God's Voice Takes Time (Gentleness & Force)

You know, as soon as I finished Posting the Previous Post, I right away started thinking of what I wanted to say in this one. As a quick recap, Yesterday Morning, I felt one of my Posts Blocked "in my spirit" and so I prayed and God told me "In order to really listen, we have to stop talking." Along with that thought, I also realized that it is not just what others are saying that we need to listen to, but we need to Listen to God. For more detail, see the below post, or click on the Link above.

There was also another thought that I got on that day. As I was thinking about our struggle to train our very Stubborn and Strong Willed Dog, the thought that came to my minds was "We can not Get Tired. We can not Quit and we can not Give In." This was different than the "Still Small Voice" that God usually speaks in. This voice was Louder. It was more like a Strong Dictator sort of Voice and that is not usually the way in which God speaks to me.

A couple of paragraphs down, I said something that is More Balanced...

"When it comes to Relationships, though, there is a time for Stubbornness and also a time to Give In. Politics involves a Relationship between the Strong and the Weak and the Rich and the Poor. Somehow we need to find a way to meet the needs of both."

I guess it's like I already sensed on some level that there was another side to the Never Getting Tired, Quitting or Giving In Idea, though it hadn't fully germinated yet. Moving right along to the subject suggested in the Title of this Post, sometimes there is a time delay in the complete revealing of God's Voice. Even though I prayed, a good part of the answers relating to what I should write didn't come until the next day and for me, this really isn't that uncommon.
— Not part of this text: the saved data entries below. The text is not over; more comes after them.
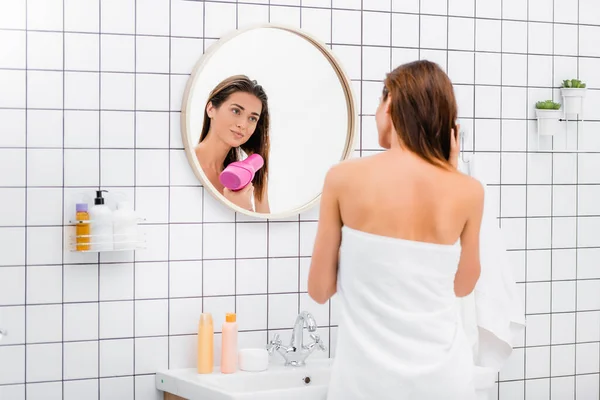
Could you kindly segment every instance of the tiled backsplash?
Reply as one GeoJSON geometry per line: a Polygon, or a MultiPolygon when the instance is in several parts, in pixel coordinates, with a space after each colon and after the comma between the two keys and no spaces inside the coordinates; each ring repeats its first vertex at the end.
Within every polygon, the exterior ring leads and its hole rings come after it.
{"type": "Polygon", "coordinates": [[[0,399],[158,400],[156,370],[194,366],[202,310],[217,329],[237,312],[241,344],[263,346],[307,309],[335,348],[335,301],[306,293],[318,209],[235,215],[203,191],[182,146],[194,63],[229,30],[269,21],[308,30],[342,61],[357,156],[380,150],[387,71],[418,58],[448,71],[526,301],[499,399],[598,399],[596,0],[0,2],[0,399]],[[588,85],[586,121],[568,122],[568,145],[583,152],[537,151],[534,104],[573,77],[588,85]],[[135,201],[146,250],[65,250],[74,203],[98,185],[109,202],[135,201]]]}

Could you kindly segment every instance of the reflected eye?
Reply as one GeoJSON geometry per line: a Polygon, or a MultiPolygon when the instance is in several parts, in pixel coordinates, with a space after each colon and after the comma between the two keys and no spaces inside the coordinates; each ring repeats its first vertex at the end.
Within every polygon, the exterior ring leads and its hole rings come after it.
{"type": "Polygon", "coordinates": [[[258,118],[256,118],[256,117],[250,117],[250,121],[256,123],[258,121],[258,118]]]}
{"type": "Polygon", "coordinates": [[[238,110],[237,108],[232,108],[231,111],[233,111],[234,114],[240,113],[240,110],[238,110]]]}

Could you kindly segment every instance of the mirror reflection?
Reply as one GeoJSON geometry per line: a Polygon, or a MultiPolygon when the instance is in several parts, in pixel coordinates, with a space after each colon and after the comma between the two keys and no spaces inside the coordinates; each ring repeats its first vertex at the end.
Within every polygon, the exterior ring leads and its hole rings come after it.
{"type": "Polygon", "coordinates": [[[238,212],[277,218],[316,204],[352,154],[350,82],[329,50],[294,29],[236,31],[188,81],[182,135],[204,187],[238,212]]]}

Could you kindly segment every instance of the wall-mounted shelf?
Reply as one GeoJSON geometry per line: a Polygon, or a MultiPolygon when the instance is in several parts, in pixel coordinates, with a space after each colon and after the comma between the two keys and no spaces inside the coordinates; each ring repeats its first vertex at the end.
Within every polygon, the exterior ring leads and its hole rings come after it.
{"type": "MultiPolygon", "coordinates": [[[[138,218],[139,223],[144,222],[145,218],[138,218]]],[[[93,224],[94,221],[70,220],[69,226],[76,228],[79,224],[93,224]]],[[[143,232],[132,234],[113,234],[110,238],[103,235],[69,235],[69,251],[75,253],[104,253],[117,251],[135,251],[146,248],[146,235],[143,232]],[[78,242],[78,239],[84,239],[78,242]],[[112,240],[110,240],[112,239],[112,240]]]]}

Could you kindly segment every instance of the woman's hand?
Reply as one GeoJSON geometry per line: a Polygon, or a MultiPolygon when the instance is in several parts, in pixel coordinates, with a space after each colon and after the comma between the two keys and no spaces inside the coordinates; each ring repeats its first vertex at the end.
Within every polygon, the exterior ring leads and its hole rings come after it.
{"type": "Polygon", "coordinates": [[[252,196],[254,195],[254,185],[249,183],[245,188],[233,191],[227,188],[223,189],[223,196],[233,204],[245,210],[254,211],[252,207],[252,196]]]}
{"type": "Polygon", "coordinates": [[[452,129],[450,132],[450,165],[458,169],[458,155],[460,153],[460,124],[456,125],[456,131],[452,129]]]}

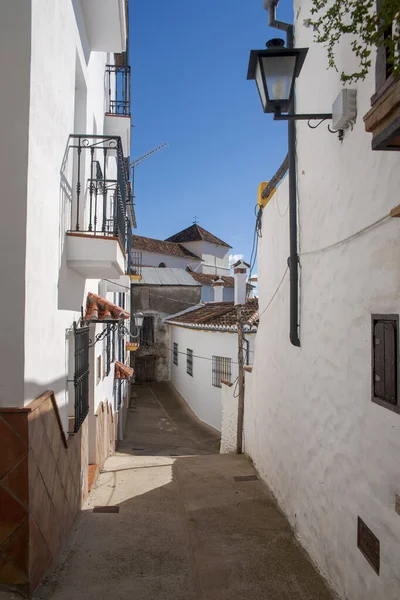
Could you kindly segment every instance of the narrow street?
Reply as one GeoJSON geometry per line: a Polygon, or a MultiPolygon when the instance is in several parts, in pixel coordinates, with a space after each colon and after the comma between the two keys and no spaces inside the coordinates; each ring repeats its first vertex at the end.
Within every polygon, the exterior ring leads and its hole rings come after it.
{"type": "Polygon", "coordinates": [[[331,598],[251,463],[219,455],[167,385],[133,389],[126,440],[35,598],[331,598]]]}

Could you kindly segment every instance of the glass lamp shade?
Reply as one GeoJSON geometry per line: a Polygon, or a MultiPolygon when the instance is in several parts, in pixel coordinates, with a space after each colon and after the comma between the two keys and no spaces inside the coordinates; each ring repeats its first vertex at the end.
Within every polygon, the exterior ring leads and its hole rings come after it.
{"type": "Polygon", "coordinates": [[[255,79],[265,113],[287,112],[294,80],[303,66],[308,48],[271,48],[250,52],[247,79],[255,79]]]}
{"type": "Polygon", "coordinates": [[[142,313],[142,312],[135,313],[135,314],[133,315],[133,318],[134,318],[134,320],[135,320],[135,327],[139,327],[139,328],[140,328],[140,327],[143,327],[143,319],[144,319],[144,315],[143,315],[143,313],[142,313]]]}

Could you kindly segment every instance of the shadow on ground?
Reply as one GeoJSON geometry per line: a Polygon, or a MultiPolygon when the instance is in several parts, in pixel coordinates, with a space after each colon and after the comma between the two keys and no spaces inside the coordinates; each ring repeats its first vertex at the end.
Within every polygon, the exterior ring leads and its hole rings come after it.
{"type": "Polygon", "coordinates": [[[134,400],[127,429],[133,438],[106,461],[35,597],[330,599],[246,457],[217,454],[217,434],[177,409],[166,387],[144,388],[134,400]],[[183,456],[187,449],[196,455],[183,456]]]}

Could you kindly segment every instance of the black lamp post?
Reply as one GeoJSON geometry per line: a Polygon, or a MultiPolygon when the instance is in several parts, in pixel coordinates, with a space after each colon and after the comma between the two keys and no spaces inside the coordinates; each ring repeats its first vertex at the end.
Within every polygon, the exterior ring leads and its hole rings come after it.
{"type": "Polygon", "coordinates": [[[273,113],[278,121],[331,119],[332,113],[288,114],[294,98],[295,79],[300,74],[308,48],[285,48],[284,44],[282,39],[275,38],[267,42],[267,50],[250,52],[247,79],[255,79],[264,112],[273,113]]]}

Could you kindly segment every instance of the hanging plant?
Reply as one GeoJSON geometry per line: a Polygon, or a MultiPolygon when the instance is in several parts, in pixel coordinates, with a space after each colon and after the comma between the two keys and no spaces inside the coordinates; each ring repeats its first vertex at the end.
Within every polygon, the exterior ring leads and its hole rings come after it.
{"type": "Polygon", "coordinates": [[[400,75],[399,0],[312,0],[306,24],[315,31],[315,41],[327,48],[329,66],[336,69],[335,48],[344,35],[351,36],[351,48],[358,59],[354,73],[342,71],[346,82],[363,80],[371,67],[371,56],[384,46],[389,73],[400,75]]]}

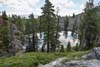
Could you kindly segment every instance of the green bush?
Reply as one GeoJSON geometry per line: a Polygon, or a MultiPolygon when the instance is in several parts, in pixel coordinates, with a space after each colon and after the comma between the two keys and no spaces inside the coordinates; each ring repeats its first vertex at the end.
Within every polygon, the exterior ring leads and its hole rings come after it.
{"type": "Polygon", "coordinates": [[[39,63],[46,64],[56,57],[47,53],[26,53],[24,55],[1,58],[0,67],[36,67],[39,63]]]}
{"type": "Polygon", "coordinates": [[[0,67],[36,67],[47,64],[59,57],[80,57],[86,52],[25,53],[23,55],[0,58],[0,67]]]}
{"type": "Polygon", "coordinates": [[[61,50],[60,50],[60,52],[64,52],[64,46],[63,46],[63,45],[61,45],[61,50]]]}

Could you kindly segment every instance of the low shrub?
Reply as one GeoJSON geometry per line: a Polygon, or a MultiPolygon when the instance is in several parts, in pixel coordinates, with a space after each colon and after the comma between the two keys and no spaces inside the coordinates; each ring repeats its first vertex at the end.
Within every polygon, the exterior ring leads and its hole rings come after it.
{"type": "Polygon", "coordinates": [[[59,57],[80,57],[86,52],[25,53],[9,58],[0,58],[0,67],[36,67],[47,64],[59,57]]]}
This Morning, I woke up thinking about the Dog Training again and about something that the trainer said. She was wondering if our Dog, Shasta, responds better to my husband (Ray) than to me. Well, that seems odd, because he is not the one who is the most Forceful. Even now, I'm not sure whether or not she was having a Senior Moment when she said that and didn't really remember how much Ray struggled with the dog the last time it was his turn to work him at the class a couple of weeks ago.

I could never figure out who the dog was responding better too. At times it would appear that he was responding better to Ray, but that is only because he was reluctant to try and do the things that were difficult for our dog and that would cause him to act up and rebel if Ray had tried it. Ray is more Gentle. He is reluctant to really yank on the Choke Collar to the extent that is necessary to "Force" the dog to behave and he is even reluctant to really use his strong masculine voice. When he gives commands, he isn't even really that "Forceful" in his tone.
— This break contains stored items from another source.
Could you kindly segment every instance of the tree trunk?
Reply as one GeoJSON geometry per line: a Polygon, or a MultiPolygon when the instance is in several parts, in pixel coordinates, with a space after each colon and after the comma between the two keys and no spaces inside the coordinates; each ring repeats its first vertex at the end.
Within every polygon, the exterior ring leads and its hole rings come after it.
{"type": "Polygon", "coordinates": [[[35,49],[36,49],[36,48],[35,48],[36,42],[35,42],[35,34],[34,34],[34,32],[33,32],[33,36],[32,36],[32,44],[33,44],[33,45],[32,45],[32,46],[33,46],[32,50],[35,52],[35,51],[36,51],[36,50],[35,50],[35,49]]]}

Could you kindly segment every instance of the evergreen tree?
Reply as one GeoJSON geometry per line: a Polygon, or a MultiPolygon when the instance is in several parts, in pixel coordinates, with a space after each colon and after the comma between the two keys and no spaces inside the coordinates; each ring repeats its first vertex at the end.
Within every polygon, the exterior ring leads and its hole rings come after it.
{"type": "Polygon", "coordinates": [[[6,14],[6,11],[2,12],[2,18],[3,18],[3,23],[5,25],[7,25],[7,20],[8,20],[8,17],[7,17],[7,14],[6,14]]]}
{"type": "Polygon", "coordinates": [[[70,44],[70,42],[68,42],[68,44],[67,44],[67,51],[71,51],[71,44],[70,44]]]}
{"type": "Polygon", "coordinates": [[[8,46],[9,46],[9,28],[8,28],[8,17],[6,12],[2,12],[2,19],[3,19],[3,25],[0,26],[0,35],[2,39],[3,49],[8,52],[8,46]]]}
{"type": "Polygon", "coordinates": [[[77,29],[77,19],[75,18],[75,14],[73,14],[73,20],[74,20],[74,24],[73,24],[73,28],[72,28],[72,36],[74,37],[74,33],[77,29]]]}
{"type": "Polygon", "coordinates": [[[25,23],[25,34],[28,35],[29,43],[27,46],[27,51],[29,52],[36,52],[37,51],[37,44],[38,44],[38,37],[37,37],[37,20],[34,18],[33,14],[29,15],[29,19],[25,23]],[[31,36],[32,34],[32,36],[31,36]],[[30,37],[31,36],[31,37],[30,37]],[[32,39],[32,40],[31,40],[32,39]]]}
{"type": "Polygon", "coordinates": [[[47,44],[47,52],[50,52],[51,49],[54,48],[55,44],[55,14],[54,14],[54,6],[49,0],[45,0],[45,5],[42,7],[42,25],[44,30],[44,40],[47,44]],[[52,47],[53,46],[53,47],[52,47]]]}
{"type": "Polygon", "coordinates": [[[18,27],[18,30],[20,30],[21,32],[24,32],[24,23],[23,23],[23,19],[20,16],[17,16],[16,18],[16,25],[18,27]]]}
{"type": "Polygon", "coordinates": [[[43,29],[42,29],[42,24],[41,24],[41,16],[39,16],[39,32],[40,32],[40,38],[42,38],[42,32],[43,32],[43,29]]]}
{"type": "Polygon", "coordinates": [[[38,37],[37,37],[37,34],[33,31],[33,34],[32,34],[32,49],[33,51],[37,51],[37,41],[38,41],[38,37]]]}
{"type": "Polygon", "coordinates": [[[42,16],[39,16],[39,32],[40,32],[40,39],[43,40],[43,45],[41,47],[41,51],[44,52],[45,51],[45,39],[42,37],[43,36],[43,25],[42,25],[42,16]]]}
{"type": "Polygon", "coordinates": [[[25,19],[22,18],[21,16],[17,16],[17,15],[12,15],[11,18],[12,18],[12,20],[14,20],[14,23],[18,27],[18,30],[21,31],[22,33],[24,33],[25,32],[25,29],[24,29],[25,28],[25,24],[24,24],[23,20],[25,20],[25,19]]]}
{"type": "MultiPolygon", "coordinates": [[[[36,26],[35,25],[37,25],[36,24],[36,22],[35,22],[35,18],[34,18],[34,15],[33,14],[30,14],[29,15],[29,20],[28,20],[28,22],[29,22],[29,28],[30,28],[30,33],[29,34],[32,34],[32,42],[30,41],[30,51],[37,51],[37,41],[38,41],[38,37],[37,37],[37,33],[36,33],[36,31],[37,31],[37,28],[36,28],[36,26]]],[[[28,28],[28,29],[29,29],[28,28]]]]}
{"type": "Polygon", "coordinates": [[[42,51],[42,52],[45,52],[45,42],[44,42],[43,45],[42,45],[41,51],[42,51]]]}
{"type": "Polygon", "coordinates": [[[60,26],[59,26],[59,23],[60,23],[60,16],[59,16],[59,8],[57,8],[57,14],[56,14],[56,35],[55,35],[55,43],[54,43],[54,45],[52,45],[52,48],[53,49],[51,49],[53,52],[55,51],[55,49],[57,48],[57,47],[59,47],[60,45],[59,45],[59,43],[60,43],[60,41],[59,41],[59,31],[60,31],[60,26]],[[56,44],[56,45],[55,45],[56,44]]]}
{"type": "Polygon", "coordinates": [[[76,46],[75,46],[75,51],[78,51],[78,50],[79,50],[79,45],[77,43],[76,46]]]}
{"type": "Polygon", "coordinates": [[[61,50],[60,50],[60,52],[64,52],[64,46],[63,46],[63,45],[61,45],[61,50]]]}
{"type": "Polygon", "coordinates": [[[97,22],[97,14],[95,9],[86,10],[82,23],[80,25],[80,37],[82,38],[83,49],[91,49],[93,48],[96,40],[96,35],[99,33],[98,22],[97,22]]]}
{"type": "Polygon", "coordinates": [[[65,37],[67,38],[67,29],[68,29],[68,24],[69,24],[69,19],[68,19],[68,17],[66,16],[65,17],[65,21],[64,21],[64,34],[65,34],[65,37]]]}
I am actually the one who is more willing to apply the type of "Force" that the Dog Trainer has suggested, just as she keeps saying to Ray, "Don't worry about it. You are not going to Hurt Your Dog." Well, I take those words more to heart than Ray does and I am harder on him, than Ray is. The Dog Trainer, of course, is even harder on him than me.
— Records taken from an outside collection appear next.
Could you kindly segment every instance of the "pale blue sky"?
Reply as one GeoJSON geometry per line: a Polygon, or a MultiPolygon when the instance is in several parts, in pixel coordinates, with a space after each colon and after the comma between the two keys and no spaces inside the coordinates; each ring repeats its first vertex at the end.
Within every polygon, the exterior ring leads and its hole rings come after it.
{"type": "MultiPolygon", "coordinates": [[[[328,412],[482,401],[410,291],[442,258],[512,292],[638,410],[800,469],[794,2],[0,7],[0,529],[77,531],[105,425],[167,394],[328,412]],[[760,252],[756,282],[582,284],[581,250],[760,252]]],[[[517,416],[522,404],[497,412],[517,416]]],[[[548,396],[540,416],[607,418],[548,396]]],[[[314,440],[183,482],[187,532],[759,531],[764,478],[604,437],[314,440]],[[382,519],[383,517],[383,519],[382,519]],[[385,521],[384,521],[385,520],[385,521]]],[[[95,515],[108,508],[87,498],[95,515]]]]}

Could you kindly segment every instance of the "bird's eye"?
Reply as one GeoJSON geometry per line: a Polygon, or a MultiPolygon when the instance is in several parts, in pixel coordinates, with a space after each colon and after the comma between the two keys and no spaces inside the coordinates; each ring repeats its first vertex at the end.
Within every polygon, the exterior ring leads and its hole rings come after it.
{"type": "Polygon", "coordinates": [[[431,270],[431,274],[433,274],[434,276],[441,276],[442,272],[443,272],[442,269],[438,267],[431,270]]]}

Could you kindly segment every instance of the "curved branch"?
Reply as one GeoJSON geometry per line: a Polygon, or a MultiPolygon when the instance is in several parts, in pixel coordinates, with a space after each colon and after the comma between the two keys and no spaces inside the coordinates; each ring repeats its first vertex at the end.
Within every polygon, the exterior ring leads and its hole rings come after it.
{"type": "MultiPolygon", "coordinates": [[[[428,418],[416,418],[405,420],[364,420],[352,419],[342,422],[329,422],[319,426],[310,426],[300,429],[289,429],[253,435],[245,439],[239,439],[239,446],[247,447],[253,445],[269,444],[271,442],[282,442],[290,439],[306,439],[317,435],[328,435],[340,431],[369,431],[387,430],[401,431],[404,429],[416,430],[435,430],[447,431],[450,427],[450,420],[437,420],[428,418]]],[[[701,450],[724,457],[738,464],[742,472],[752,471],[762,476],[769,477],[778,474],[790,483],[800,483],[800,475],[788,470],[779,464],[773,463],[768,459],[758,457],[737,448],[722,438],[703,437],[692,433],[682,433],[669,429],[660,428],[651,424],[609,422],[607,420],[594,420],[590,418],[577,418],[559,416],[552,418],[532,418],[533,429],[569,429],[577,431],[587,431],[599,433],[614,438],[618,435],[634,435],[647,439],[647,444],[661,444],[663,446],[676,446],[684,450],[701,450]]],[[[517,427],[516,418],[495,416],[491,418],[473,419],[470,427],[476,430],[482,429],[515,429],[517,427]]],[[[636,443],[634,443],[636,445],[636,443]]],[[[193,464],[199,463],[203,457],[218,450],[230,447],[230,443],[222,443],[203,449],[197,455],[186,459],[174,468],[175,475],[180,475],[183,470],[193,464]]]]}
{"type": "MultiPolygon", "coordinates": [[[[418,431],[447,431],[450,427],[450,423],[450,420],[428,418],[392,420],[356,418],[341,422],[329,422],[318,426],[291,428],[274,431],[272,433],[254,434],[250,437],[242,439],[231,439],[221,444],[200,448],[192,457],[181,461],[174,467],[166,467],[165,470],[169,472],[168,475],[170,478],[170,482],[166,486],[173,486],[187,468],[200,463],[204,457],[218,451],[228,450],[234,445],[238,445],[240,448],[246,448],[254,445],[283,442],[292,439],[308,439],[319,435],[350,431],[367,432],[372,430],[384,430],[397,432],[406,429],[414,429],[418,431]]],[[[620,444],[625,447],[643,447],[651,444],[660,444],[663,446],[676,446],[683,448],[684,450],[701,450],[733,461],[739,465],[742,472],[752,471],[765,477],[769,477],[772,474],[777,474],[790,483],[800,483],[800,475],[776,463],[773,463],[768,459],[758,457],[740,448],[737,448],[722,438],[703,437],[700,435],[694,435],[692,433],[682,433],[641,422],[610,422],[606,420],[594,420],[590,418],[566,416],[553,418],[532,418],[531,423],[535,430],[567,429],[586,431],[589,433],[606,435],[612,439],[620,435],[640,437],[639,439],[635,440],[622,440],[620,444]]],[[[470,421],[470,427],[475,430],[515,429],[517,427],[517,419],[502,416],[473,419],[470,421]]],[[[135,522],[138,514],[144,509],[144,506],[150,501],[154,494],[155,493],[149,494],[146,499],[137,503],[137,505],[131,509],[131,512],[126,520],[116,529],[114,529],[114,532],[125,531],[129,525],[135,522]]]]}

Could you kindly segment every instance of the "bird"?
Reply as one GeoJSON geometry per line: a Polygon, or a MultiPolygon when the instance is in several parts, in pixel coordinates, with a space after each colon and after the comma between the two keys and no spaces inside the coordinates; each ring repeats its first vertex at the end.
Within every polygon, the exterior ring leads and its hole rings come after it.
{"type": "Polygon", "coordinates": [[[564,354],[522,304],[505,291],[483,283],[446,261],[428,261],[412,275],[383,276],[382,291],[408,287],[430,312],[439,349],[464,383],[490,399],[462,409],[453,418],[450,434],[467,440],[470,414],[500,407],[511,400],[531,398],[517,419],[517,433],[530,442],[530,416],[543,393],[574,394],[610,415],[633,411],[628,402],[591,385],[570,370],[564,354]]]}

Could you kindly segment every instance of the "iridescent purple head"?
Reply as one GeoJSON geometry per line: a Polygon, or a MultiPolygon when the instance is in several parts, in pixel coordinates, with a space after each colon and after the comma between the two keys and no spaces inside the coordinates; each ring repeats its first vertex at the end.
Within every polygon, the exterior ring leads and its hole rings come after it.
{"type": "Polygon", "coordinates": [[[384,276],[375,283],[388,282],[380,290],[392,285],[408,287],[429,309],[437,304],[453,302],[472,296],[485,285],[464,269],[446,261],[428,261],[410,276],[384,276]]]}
Keeping this in mind, it is quite interesting if it is indeed true that the Dog is responding better to Ray than to me, yet it is only in relation to things such as Heal, Sit, Stay, etc.

There are still things that the dog is reluctant to do. He Sits quite well, but he seems to have a mental block in relation to the Down Command. He will do it for a treat, but I can't get him to do it without a treat, while on the lease. Ray, in his Gentleness, has only tried a few times and than stopped trying because he doesn't like being "so hard on the dog". I'm not afraid to be a little more forceful, yet when I do, Shasta jumps up on me and fowls the lease by deliberately tangling his paw in it and yes, the trainer has confirmed that this action is deliberate. This starts a struggle in which I have to yank him down really hard with the lease, while saying a very firm NO!

The dog trainer has struggled with him too, but gets him under control because she is even more Firm and Forceful than me. Ray hasn't been able to enforce this command because he is not even willing to apply this type of Force. I'm willing to be more Forceful, but still can't get the desired result. Maybe I'm not as strong as the trainer. I don't know what it is.

If, in fact, it is true that Shasta responds better to my more Gentle, Easy Going Husband, at least in the things that he is willing to do, than that is quite interesting, because what it tells me is that for the most part, the Dog responds better to Gentleness, than to Force and the Down Command, that he for some reason has an aversion to, will come in time. Apparently, sometimes "Force" doesn't even work on Dogs, to the extent that Dog Trainers think it should.

So what does this say about the original statement "We can not Get Tired. We can not Quit and we can not Give In."? Is this actually always true? And another question that comes to my mind is "Is it actually even possible to 'Not ever Get Tired'?" Let's try and be at least a little more realistic. Shall we?